Several opposition parties in Tanzania allege that hundreds of their candidates have been dubiously disqualified from participating in the October 28 general election.
The parties have called on the National Electoral Commission to address their grievances, which have been formally submitted, after lower-level election officials removed more parliamentary and councilor candidates from opposition parties than from the ruling Party of the Revolution, otherwise known as Chama Cha Mapinduzi.
Benson Kigaila, deputy secretary-general of the main opposition party Chadema, said 57 of its candidates for parliament and 642 for councilor had been disqualified as of Thursday.
Kigaila related the case of one candidate who requested an appeal form. Instead, the election officer locked the office and left. The candidate waited all day for the officer, who never returned.
Other opposition candidates have raised similar complaints.
Kigaila said Chadema and two other opposition parties — the Civic United Front (CUF) and ACT-Wazalendo (Alliance for Change and Transparency) — have reported the incidents to the electoral commission and called for an investigation so their candidates could be reinstated.
The CUF’s presidential contender, economics professor Ibrahim Lipumba, said his party had received reports of candidates being challenged and, in some instances, robbed of their nomination forms by unknown individuals.
"There are people who have been dubiously disqualified. And, in some cases, people have been attacked and their forms have been taken," Lipumba said.
The electoral commission has received complaints and expects to decide on each one by September 6, its elections director, Dr. Wilson Mahera Charles, acknowledged to VOA.

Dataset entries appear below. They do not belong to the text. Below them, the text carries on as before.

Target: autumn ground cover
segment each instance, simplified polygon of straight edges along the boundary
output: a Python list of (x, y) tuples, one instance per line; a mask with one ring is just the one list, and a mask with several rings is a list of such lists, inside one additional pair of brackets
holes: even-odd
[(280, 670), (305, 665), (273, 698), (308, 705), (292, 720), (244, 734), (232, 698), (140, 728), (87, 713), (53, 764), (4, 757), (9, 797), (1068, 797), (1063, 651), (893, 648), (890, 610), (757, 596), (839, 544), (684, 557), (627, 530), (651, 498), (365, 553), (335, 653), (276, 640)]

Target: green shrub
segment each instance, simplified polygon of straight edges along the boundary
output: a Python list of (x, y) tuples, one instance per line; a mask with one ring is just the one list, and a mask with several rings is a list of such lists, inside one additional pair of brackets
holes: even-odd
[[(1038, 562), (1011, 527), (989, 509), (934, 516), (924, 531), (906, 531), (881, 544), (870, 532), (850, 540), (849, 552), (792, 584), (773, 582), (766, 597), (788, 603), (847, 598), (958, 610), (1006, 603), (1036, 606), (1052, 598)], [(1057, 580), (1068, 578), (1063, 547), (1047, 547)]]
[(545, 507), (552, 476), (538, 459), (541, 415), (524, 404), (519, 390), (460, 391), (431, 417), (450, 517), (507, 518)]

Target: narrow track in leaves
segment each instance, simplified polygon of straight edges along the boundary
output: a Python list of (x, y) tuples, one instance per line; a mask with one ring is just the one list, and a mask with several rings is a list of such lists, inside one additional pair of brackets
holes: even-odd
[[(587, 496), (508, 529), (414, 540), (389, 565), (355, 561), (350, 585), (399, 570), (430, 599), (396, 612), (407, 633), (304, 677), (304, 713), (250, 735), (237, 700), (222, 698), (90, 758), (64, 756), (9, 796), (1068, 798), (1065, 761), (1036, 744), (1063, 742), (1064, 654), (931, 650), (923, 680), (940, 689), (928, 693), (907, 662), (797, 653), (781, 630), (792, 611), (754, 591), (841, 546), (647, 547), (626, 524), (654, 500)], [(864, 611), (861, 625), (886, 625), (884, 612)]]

"We cannot say there was sabotage until it is proven,” Mahera said. He said some applications that had been rejected “may be valid — and some applicants may have simply failed to fulfill the requirements of submitting their candidacy.”
Lissu objections dismissed
In another development, the commission dismissed objections lodged by Tundu Lissu, presidential candidate for the Chadema party, against two of his rivals: incumbent President John Magufuli, who seeks a second, five-year term, and Lipumba of the CUF.
The commission decided there was no merit to Lissu’s contention that his rivals’ applications were invalid.
Lissu, an outspoken critic of Magufuli, returned to Tanzania late last month after nearly three years in Belgium. He had moved there in 2017 for treatment after he was shot 16 times by unknown gunmen in Dodoma.
This report originated in VOA’s Swahili service.